I print out the pictures and cut them all up into tiny tiny tiny pieces until they look like grains of rice but, more accurately, are confetti made out of Duke Templeton’s words and face and horse and ruined plant and ruined river. I have been saving a box that used to contain banana pudding mix, and I cut it into a postcard, and over the side that lists ingredients and nutritional information, I glue the Duke Templeton confetti, shards of his giant scissors, halves of letters, sometimes a comma or period, but no pieces large or neighborly enough to make a whole word, even a short one.

And on the other side, I write:

Dear Mama,

I have gained some knowledge, but I do not think it has given me power. Duke Templeton can lie and does lie, and I cannot and do not, so I do not know why he is CEO of a company and I have to take classes to learn what facial expressions mean. I am sorry I was not able to help you.
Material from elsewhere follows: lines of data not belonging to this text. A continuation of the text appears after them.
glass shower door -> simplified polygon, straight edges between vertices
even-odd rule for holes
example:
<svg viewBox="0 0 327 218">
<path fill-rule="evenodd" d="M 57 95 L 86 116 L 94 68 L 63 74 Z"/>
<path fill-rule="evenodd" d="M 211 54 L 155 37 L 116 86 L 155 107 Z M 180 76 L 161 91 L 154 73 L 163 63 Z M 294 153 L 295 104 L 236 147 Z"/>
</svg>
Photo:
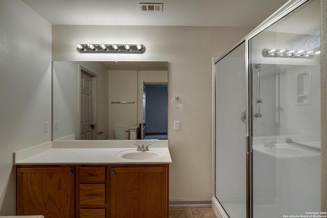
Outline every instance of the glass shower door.
<svg viewBox="0 0 327 218">
<path fill-rule="evenodd" d="M 309 1 L 249 41 L 254 218 L 320 211 L 320 14 Z"/>
<path fill-rule="evenodd" d="M 243 42 L 215 64 L 215 197 L 236 218 L 246 213 L 245 53 Z"/>
</svg>

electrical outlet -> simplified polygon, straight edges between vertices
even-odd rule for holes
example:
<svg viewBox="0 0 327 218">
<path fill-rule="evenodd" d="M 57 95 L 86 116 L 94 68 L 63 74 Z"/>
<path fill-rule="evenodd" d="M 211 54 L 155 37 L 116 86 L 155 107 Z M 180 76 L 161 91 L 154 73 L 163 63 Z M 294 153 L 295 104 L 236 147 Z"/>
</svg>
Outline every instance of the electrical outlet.
<svg viewBox="0 0 327 218">
<path fill-rule="evenodd" d="M 179 130 L 179 121 L 174 122 L 174 130 Z"/>
<path fill-rule="evenodd" d="M 49 131 L 49 122 L 45 122 L 44 124 L 44 132 L 48 132 Z"/>
</svg>

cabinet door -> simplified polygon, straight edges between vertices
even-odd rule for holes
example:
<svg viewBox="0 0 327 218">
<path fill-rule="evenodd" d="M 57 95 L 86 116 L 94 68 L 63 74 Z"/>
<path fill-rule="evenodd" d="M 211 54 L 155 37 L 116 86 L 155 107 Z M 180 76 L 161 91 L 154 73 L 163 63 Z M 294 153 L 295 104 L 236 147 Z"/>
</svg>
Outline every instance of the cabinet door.
<svg viewBox="0 0 327 218">
<path fill-rule="evenodd" d="M 17 168 L 17 215 L 74 217 L 74 167 Z"/>
<path fill-rule="evenodd" d="M 111 168 L 111 217 L 167 218 L 167 168 Z"/>
</svg>

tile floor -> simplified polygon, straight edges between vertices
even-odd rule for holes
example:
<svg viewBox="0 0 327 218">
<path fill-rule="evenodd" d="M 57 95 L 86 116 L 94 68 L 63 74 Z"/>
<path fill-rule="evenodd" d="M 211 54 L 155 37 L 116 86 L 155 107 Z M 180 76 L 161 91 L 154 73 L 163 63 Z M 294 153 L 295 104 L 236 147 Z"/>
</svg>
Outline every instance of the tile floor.
<svg viewBox="0 0 327 218">
<path fill-rule="evenodd" d="M 212 206 L 171 207 L 169 218 L 217 218 Z"/>
</svg>

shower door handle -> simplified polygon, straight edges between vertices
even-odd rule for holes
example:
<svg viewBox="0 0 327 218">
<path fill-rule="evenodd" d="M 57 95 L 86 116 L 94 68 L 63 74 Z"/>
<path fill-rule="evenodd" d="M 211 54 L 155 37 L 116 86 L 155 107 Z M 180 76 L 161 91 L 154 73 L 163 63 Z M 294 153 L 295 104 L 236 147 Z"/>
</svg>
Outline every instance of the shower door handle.
<svg viewBox="0 0 327 218">
<path fill-rule="evenodd" d="M 246 111 L 244 111 L 241 114 L 241 119 L 244 124 L 246 124 Z"/>
</svg>

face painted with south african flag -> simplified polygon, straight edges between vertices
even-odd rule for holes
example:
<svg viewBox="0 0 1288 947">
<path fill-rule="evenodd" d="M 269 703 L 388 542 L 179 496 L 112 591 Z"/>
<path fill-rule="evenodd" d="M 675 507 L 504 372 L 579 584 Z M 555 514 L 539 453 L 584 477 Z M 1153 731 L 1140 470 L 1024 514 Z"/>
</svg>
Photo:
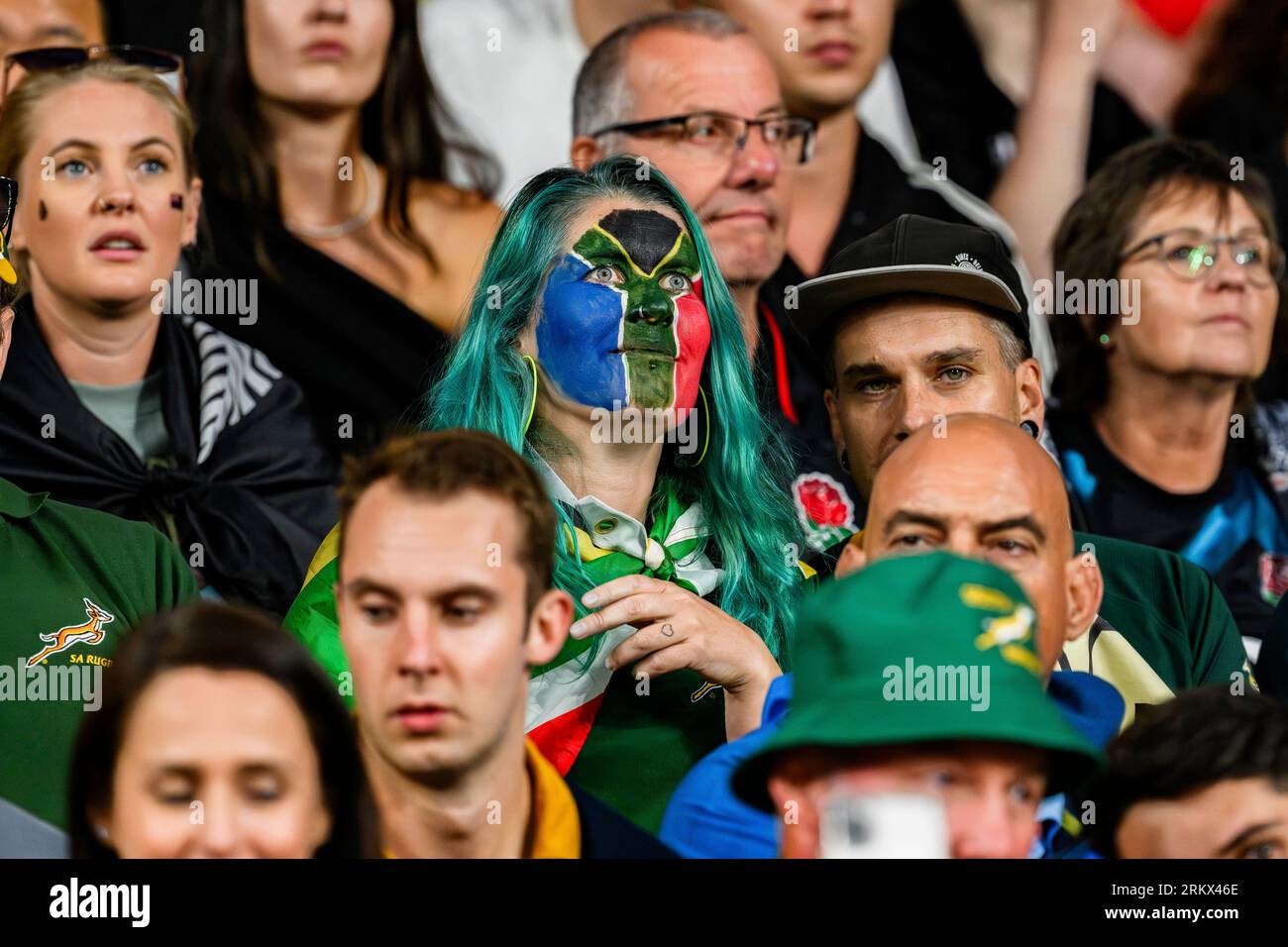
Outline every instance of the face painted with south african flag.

Your librarian and daughter,

Monday

 

 

Three

 

Saturday evenings at the bar are my favorites. They’re most crowded so I’m most forgotten. They’re most normal, like what I imagine regular bars in regular towns look like on regular Saturday nights—drinking that seems more fun than depressed, laughter that seems more genuine than sarcastic—what’s supposed to be rather than what is.

All the way over, Nora’s reassuring herself while pretending she’s reassuring me. “There’s no way, Mir. None. No way. He’s wrong. He’s just a kid. He doesn’t know what he’s talking about. A company that size is never going to tell its secrets to a sixteen-year-old, even if he is the CEO’s grandson. Besides, Omar would never let it happen again. It’s got to be that the lawsuit’s got everyone panicked. That has to be it, don’t you think? I know you do. You’re so smart, Mir-Mir. Don’t you worry. Everything’s going to be just fine, Mirabel, my belle.”